Wednesday, November 19, 2014

Under Obama, U.S. personal freedom ranking slips below France

11/19/2014


Americans' assessments of their personal freedom have significantly declined under President Obama, according to a new study from the Legatum Institute in London, and the United States now ranks below 20 other countries on this measure.
The research shows that citizens of countries including France, Uruguay, and Costa Rica now feel that they enjoy more personal freedom than Americans.
As the Washington Examiner reported this morning, representatives of the Legatum Institute are in the U.S. this week to promote the sixth edition of their Prosperity Index. The index aims to measure aspects of prosperity that typical gross domestic product measurements don’t include, such as entrepreneurship and opportunity, education, and social capital.
The freedom scores are based on polling data from 2013 indicating citizens’ satisfaction with their nation's handling of civil liberties, freedom of choice, tolerance of ethnic minorities, and tolerance of immigrants. Polling data were provided by Gallup World Poll Service. The index is notable for the way it measures how free people feel, unlike other freedom indices that measure freedom by comparing government policies.
“This is not a good report for Obama,” Legatum Institute spokeswoman Cristina Odone told the Washington Examiner.

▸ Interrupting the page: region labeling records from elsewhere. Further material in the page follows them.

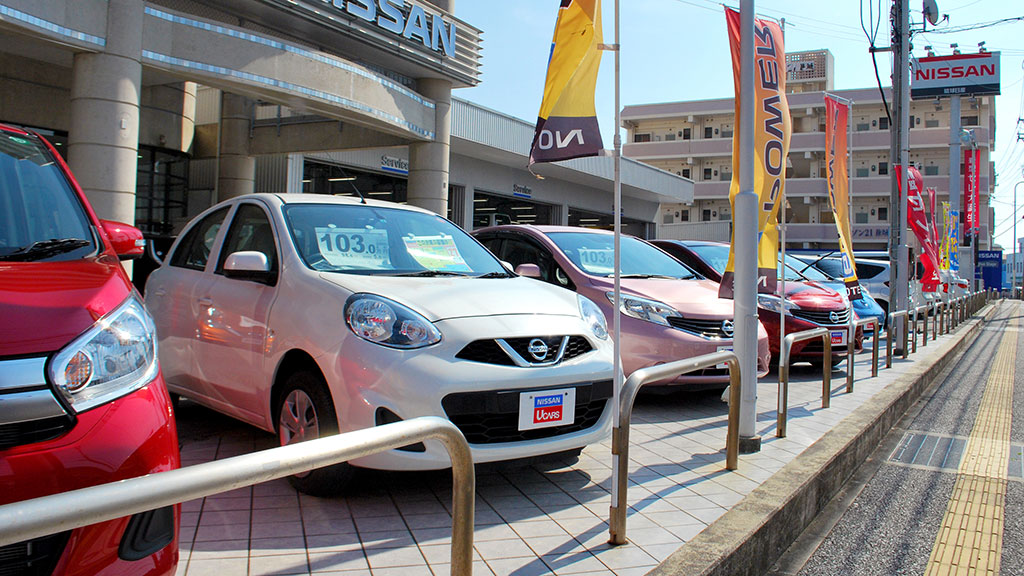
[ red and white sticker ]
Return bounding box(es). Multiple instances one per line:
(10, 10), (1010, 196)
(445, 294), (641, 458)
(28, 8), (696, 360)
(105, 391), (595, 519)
(519, 388), (575, 430)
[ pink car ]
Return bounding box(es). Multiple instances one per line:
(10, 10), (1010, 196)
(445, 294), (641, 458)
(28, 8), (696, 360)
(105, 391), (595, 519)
(472, 225), (771, 387)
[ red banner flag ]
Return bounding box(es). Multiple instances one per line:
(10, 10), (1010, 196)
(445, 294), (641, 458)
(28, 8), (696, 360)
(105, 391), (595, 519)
(964, 150), (981, 235)
(895, 165), (940, 292)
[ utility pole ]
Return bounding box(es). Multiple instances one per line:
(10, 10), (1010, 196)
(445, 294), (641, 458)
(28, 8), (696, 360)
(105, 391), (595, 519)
(889, 0), (910, 342)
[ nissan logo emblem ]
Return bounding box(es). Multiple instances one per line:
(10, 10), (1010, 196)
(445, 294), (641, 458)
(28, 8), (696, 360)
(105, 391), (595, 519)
(526, 338), (548, 362)
(722, 320), (735, 338)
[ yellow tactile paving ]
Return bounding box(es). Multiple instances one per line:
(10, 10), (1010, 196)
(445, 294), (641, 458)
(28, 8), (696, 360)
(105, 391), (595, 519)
(925, 309), (1018, 576)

In the 2010 report (which relied on data gathered in 2009), the U.S. was ranked ninth in personal freedom, but that ranking has since fallen to 21st, with several countries, including France, Germany and the United Kingdom passing the U.S.
The nation’s overall personal freedom score has declined by 17 percent since 2009, with a 22 percent drop in combined civil liberty and free choice contributing to that decline.

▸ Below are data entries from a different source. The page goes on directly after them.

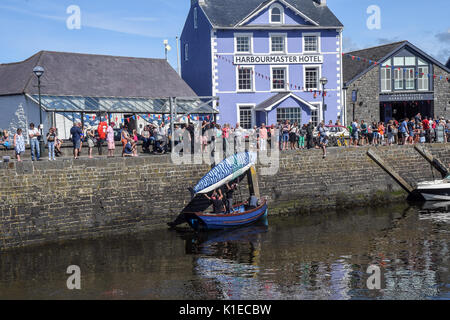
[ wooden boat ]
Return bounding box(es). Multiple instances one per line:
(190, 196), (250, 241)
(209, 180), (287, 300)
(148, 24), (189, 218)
(168, 152), (267, 231)
(184, 199), (268, 231)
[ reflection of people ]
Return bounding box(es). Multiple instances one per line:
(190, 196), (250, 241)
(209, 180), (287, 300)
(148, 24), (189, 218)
(205, 191), (225, 214)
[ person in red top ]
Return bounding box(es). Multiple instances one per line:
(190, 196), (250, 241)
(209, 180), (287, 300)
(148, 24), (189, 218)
(97, 118), (108, 156)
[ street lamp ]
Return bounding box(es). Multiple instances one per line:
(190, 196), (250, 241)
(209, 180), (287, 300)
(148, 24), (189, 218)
(319, 77), (328, 123)
(33, 66), (45, 153)
(163, 40), (172, 60)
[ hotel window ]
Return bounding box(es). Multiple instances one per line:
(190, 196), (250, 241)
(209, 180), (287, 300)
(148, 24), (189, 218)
(305, 67), (319, 90)
(303, 35), (319, 52)
(417, 66), (429, 90)
(270, 4), (283, 23)
(405, 57), (416, 66)
(405, 68), (415, 90)
(394, 57), (405, 66)
(277, 107), (302, 124)
(394, 68), (403, 90)
(238, 67), (253, 91)
(194, 8), (198, 29)
(272, 67), (287, 90)
(236, 35), (251, 53)
(381, 68), (392, 91)
(239, 106), (253, 129)
(270, 35), (286, 53)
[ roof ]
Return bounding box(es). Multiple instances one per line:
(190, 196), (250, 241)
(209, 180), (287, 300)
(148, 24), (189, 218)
(0, 51), (197, 98)
(200, 0), (343, 28)
(255, 91), (317, 111)
(342, 41), (407, 83)
(342, 40), (450, 86)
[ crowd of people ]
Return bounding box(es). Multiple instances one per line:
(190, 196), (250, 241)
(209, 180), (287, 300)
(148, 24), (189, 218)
(0, 113), (450, 161)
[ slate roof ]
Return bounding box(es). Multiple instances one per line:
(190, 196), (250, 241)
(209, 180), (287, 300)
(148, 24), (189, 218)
(200, 0), (343, 28)
(342, 40), (450, 86)
(0, 51), (197, 98)
(342, 41), (407, 83)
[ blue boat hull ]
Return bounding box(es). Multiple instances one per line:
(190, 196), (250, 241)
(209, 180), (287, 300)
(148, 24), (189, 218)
(185, 201), (268, 231)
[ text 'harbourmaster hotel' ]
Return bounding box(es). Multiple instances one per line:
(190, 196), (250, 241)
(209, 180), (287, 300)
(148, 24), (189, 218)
(181, 0), (345, 128)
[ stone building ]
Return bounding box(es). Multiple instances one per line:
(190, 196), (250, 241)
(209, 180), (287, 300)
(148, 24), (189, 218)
(343, 41), (450, 123)
(180, 0), (343, 129)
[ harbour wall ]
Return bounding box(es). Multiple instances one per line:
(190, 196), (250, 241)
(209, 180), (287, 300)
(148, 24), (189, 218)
(0, 144), (450, 250)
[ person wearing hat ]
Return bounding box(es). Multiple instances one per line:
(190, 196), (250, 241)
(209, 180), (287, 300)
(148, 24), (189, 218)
(86, 126), (96, 159)
(106, 122), (116, 157)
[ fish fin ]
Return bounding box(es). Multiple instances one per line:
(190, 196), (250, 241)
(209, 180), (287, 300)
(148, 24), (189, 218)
(188, 187), (195, 199)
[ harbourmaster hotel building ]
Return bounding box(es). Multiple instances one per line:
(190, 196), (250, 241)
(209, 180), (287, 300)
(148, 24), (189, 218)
(180, 0), (345, 128)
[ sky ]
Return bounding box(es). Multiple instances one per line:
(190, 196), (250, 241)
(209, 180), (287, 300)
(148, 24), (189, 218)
(0, 0), (450, 69)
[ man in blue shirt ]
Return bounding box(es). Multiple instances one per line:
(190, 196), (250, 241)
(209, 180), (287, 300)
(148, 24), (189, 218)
(70, 122), (83, 159)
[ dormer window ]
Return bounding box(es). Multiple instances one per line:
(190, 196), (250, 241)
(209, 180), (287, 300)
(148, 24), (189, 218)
(270, 4), (284, 24)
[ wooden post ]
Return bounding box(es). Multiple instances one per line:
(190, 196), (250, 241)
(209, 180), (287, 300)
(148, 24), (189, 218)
(414, 144), (450, 178)
(367, 149), (414, 193)
(247, 166), (261, 199)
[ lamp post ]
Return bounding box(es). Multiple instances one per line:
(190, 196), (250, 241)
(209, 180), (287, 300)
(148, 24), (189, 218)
(163, 40), (172, 60)
(33, 66), (45, 153)
(319, 77), (328, 123)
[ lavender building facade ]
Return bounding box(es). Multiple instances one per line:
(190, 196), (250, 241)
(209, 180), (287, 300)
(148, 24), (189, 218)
(180, 0), (345, 128)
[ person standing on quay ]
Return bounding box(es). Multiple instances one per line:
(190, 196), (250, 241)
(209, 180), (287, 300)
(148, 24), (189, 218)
(70, 122), (83, 159)
(14, 128), (25, 162)
(28, 123), (41, 161)
(47, 128), (56, 161)
(97, 118), (108, 156)
(106, 122), (116, 158)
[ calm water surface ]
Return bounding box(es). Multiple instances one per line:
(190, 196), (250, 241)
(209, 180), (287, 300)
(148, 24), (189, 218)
(0, 203), (450, 299)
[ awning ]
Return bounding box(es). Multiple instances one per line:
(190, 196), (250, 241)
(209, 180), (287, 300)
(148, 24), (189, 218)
(26, 94), (218, 114)
(255, 92), (317, 111)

Of the eight categories in the index, personal freedom was America's second lowest performance relative to other countries. The U.S. had its lowest ranking when it came to safety and security (a broad measure of how threatened citizens feel in instances such as walking late at night, or expressing their opinions) — ranking 31st out of 142 countries.
The cross-country comparisons in the index should be taken with a grain of salt. The perception of what freedom means in New Zealand, which has the highest personal freedom ranking, may vary from how Americans measure their own personal freedom. But regardless of how the U.S. compares to other countries, there is no denying that Americans felt less free in 2013 after four more years of Obama’s presidency. And so now he faces the embarrassment of being the president that made Americans feel less free than the French.